Originally this blog was intended to explore the experience of being a Latino minister in the Unitarian Universalist faith. Unfortunately I did not contribute much over the years. However since I have decided to retire from ministry I find I have the time and the need to document my experiences and observations. For those of us in ministry we have ample opportunity to share our thoughts, experiences and opinions. But if one does this too often in sermons, congregations think you are too wrapped up in yourself. Ministers can relate their stories to their colleagues through the practice of The Odyssey. But since I have not really made strong connections with most of my colleagues I doubt any local ministerial chapters would be interested in my odyssey. Finally there is the ultimate opportunity of delivering the sermon at the annual Service of the Living Tradition. Again highly doubtful since the last time I delivered a sermon to a national gathering of UU ministers, I was going through a personal crisis and I believe it was visited upon my colleagues. So I doubt anyone would trust me to contain myself so the only avenue left is this blog.

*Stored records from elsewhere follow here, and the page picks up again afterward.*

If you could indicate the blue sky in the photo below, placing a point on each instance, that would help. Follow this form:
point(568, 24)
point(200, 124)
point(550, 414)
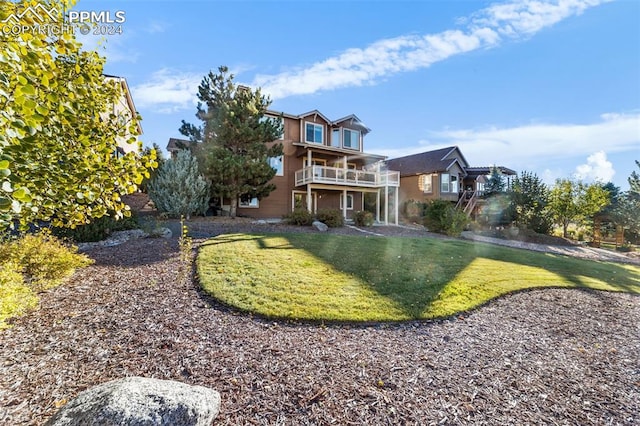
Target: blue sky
point(551, 87)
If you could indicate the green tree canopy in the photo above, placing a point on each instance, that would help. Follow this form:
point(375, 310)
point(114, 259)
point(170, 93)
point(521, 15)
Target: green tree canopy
point(573, 201)
point(234, 142)
point(60, 129)
point(529, 201)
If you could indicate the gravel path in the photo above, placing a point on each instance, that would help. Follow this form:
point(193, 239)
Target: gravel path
point(539, 357)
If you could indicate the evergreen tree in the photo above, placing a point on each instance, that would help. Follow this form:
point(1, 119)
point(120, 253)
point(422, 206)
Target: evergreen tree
point(179, 189)
point(234, 142)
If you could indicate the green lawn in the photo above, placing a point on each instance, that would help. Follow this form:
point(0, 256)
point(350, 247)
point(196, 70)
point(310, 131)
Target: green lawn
point(358, 278)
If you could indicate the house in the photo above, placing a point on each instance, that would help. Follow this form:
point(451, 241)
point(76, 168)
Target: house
point(323, 166)
point(125, 110)
point(443, 174)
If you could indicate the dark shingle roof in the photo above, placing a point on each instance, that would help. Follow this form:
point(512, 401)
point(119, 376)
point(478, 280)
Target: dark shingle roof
point(424, 162)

If I cross the line too often, you can always stop reading.
First, a brief summation: 29 years of ordained ministry; I served 9 congregations (2 as a settled pastor and 7 as an interim minister); 7 years were spent as the director of the JustWorks volunteer social justice service learning program for the Unitarian Universalist Service Committee (UUSC). In those 29 years I have been in 45 US States, 4 Canadian Provinces, 3 Mexican States and 7 Native American Reservations. In addition to the usual ministerial duties (preacher, pastor, teacher) my ministry included working with at-risk-teens, some who were still active in urban gangs; providing resources to migrant farm workers; organizing volunteer response to disaster situations (hurricanes Andrew, Katrina, Rita, Midwest floods, fire-bombed Black Churches, urban riots), organizing volunteers to provide infrastructure to communities suffering under social injustice and documenting abuse in the American and Mexican communities along the Rio Grande.
Most clergy will say they were called to ministry; it is my belief that I was condemned to ministry. My careers prior to ordination proved I could be successful in other fields, but they were not satisfying. Furthermore I believe I was marked for what lay ahead. Some years back I had a disagreement with a housecat. Our little scuffle established that I was going to be the “top cat” in our household. The cost was some deep ugly scars on my right forearm.
When we began working with the urban gangs for the UUSC, some of the members of a west coast gang were suspicious of this East Coast liberal group. At the time I was the only “non-white” from UUSC working with them. But even that did not gain me acceptance since I was Puerto Rican, not African American and I was from New York City not LA. It was at that point that the leader of the group noticed the scars on my forearm. “Bet the guy that did that paid for it” he said, thinking the scars were from a knife fight. Thinking about my then nicely domesticated pet cat I replied. “Yea, now he does whatever I tell him.”